Akbar menjelaskan, jika mempelajari hadirnya nama si anak dalam daftar keberangkatan peserta Bimtek, termasuk permintaan ijin dari oknum pejabat kepada pihak sekolah si anak, hingga munculnya pernyataan dari Kepala Unit PPA Kabupaten Luwu Timur yang menuding korban mengalami “gangguan kejiwaan”, kuat dugaan adanya “kerjasama yang baik” dari berbagai pihak tertentu untuk melakukan Eksploitasi Anak Perempuan Dibawah Umur, lalu menutupinya dengan memanfaatkan jabatan yang dimiliki.
Jika dugaan ini benar, lanjut Akbar, maka para pelaku bukan hanya telah melakukan kekerasan “Biasa” terhadap anak, namun patut diduga kuat mereka telah terlibat dalam sindikat atau jaringan Tindak Pidana Perdagangan Orang.

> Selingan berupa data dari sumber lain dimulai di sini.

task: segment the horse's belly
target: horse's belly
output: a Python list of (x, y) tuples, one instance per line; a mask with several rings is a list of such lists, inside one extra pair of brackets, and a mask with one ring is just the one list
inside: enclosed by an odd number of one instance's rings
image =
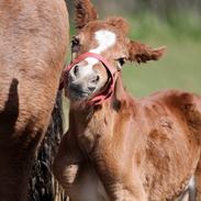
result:
[(109, 201), (104, 187), (92, 169), (82, 170), (72, 187), (71, 201)]

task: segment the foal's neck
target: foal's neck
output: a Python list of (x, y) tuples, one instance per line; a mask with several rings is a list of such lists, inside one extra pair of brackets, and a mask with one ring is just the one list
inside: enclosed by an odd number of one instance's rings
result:
[(112, 120), (120, 110), (125, 110), (130, 101), (131, 98), (123, 87), (121, 76), (119, 76), (112, 97), (101, 105), (72, 103), (70, 107), (70, 119), (74, 121), (71, 123), (81, 125), (81, 127), (87, 127), (91, 123), (100, 124), (101, 126), (108, 119)]

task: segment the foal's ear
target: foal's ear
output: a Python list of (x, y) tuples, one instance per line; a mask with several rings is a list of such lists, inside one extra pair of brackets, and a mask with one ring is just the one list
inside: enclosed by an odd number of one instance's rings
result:
[(123, 32), (125, 35), (129, 33), (129, 23), (125, 19), (120, 16), (112, 16), (107, 19), (107, 24), (114, 26), (120, 32)]
[(146, 63), (148, 60), (158, 60), (165, 53), (166, 47), (152, 48), (139, 42), (130, 41), (129, 60)]
[(90, 0), (76, 0), (76, 26), (83, 27), (90, 21), (97, 20), (98, 13)]

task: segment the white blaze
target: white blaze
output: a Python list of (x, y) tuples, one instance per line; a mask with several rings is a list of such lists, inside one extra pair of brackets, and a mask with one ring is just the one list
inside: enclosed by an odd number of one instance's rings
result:
[[(94, 33), (94, 38), (98, 42), (98, 47), (90, 49), (90, 53), (101, 54), (107, 51), (109, 47), (113, 46), (116, 41), (116, 35), (113, 32), (108, 30), (100, 30)], [(88, 65), (83, 68), (79, 68), (79, 72), (81, 76), (87, 76), (92, 71), (92, 67), (99, 63), (98, 59), (88, 57), (85, 59)]]

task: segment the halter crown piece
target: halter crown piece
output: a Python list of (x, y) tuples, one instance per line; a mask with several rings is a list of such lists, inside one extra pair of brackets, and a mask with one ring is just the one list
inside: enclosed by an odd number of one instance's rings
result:
[[(96, 53), (85, 53), (80, 56), (78, 56), (75, 60), (71, 62), (71, 64), (69, 66), (66, 66), (64, 72), (63, 72), (63, 78), (60, 81), (60, 86), (59, 86), (59, 90), (62, 90), (64, 87), (66, 87), (67, 81), (65, 81), (68, 78), (68, 74), (70, 71), (70, 69), (78, 63), (80, 63), (81, 60), (83, 60), (85, 58), (88, 57), (92, 57), (98, 59), (99, 62), (102, 63), (102, 65), (104, 66), (104, 68), (108, 71), (109, 75), (109, 80), (107, 83), (107, 87), (104, 88), (104, 90), (102, 90), (100, 93), (97, 93), (94, 97), (92, 97), (91, 99), (89, 99), (87, 101), (88, 104), (90, 105), (98, 105), (98, 104), (102, 104), (103, 101), (105, 101), (107, 99), (111, 98), (111, 96), (113, 94), (114, 91), (114, 85), (118, 78), (118, 71), (113, 70), (113, 68), (111, 68), (111, 65), (108, 63), (108, 60)], [(85, 68), (85, 67), (83, 67)]]

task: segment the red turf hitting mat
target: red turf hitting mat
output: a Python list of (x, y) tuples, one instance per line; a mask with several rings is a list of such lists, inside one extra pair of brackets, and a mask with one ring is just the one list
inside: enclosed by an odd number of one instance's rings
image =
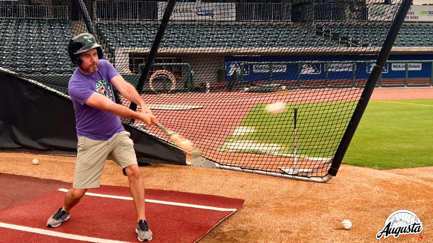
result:
[[(61, 206), (68, 189), (0, 211), (0, 241), (138, 242), (135, 210), (127, 187), (89, 189), (68, 221), (57, 228), (47, 228), (47, 220)], [(153, 189), (146, 190), (146, 217), (154, 243), (195, 242), (244, 203), (242, 199)]]

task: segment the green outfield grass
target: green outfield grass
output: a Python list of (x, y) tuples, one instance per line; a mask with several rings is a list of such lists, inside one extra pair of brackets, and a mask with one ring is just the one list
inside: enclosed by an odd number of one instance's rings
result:
[(385, 101), (368, 103), (343, 163), (378, 169), (433, 166), (433, 100)]
[[(297, 154), (332, 158), (356, 104), (292, 103), (284, 113), (273, 115), (265, 111), (265, 104), (257, 105), (227, 138), (221, 151), (292, 156), (296, 108)], [(371, 101), (343, 163), (378, 169), (433, 166), (432, 117), (432, 100)]]

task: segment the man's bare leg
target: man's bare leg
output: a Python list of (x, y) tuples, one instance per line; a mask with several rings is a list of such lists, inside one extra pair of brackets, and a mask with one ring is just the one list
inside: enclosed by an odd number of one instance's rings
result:
[(65, 196), (63, 202), (63, 210), (69, 213), (74, 206), (80, 201), (84, 193), (87, 192), (87, 189), (75, 189), (73, 188), (68, 191), (66, 195)]
[(129, 191), (134, 200), (134, 205), (137, 212), (137, 222), (141, 219), (146, 219), (145, 210), (144, 185), (141, 178), (140, 169), (137, 165), (129, 166), (125, 168), (125, 172), (129, 182)]

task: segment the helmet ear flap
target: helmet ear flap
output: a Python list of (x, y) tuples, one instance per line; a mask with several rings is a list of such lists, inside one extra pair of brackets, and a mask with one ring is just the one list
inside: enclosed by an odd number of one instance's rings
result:
[(102, 48), (101, 47), (97, 47), (96, 50), (98, 52), (98, 59), (102, 59), (102, 57), (103, 56), (103, 54), (102, 53)]
[(69, 54), (69, 58), (72, 63), (77, 66), (80, 66), (83, 63), (83, 61), (80, 58), (78, 55), (75, 54), (82, 47), (81, 43), (76, 42), (74, 40), (71, 40), (68, 43), (68, 52)]

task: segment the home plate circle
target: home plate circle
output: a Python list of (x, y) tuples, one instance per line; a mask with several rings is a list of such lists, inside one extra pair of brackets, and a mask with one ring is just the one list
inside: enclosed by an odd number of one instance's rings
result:
[(189, 105), (166, 105), (164, 104), (148, 104), (147, 106), (151, 110), (193, 110), (203, 108), (203, 106), (190, 106)]

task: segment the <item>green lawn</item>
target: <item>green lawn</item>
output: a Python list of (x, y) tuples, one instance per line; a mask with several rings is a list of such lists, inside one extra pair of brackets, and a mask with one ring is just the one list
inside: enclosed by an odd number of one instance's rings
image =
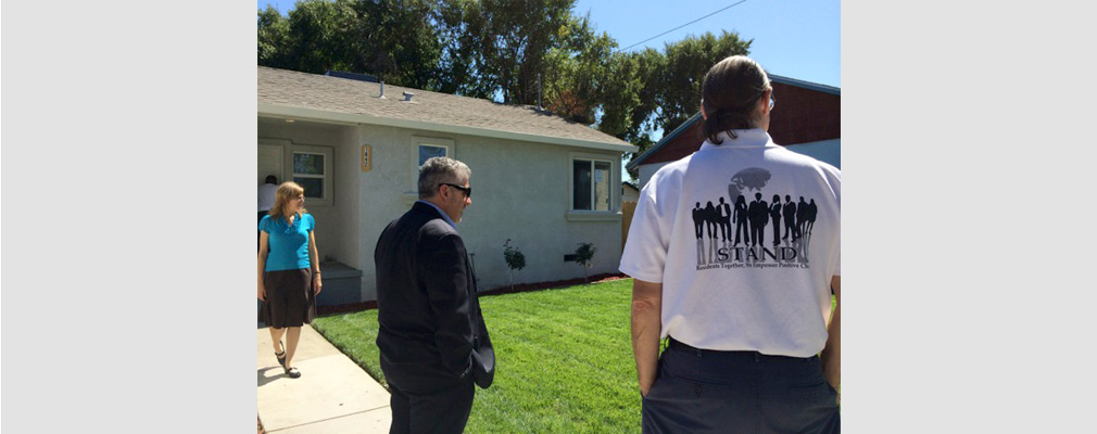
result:
[[(632, 279), (620, 279), (480, 298), (497, 370), (490, 388), (476, 389), (465, 431), (638, 433), (631, 296)], [(385, 385), (376, 310), (313, 327)]]
[[(480, 298), (496, 351), (495, 382), (476, 388), (470, 433), (638, 433), (629, 333), (632, 279)], [(313, 321), (386, 388), (377, 311)]]

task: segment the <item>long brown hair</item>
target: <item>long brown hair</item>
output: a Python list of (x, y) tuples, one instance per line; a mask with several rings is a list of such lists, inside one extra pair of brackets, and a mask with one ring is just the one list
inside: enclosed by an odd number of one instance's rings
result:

Perlu di ingat, lanjut Akbar, pelaku kekerasan terhadap anak, apalagi jika itu mengarah kepada eksploitasi hingga kekerasan seksual, bisa jerat dengan berbagai peraturan perundang-undangan, mulai dari Pidana Umum, hingga undang-undang khusus, seperti UU No. 23/2002 sebagaimana telah dirubah melalui UU No. 35/2014 tentang Perlindungan Anak, UU No. 21/2007 tentang Pemberantasan Tindak Pidana Perdagangan Orang, hingga UU No.12/2022 tentang Tindak Pidana Kekerasan Seksual.
“Jadi singkatnya, jika skandal oknum kades ini benar, para pelaku bisa dijerat dengan berbagai peraturan perundang-undangan, termasuk bagi mereka yang melakukan pembiaran terhadap terjadinya tindak pidana itu, sebagaimana disebutkan dalam Pasal 76 c UU 35/2014 tentang perlindungan Anak dengan ancaman pidana penjara lebih dari 3 tahun.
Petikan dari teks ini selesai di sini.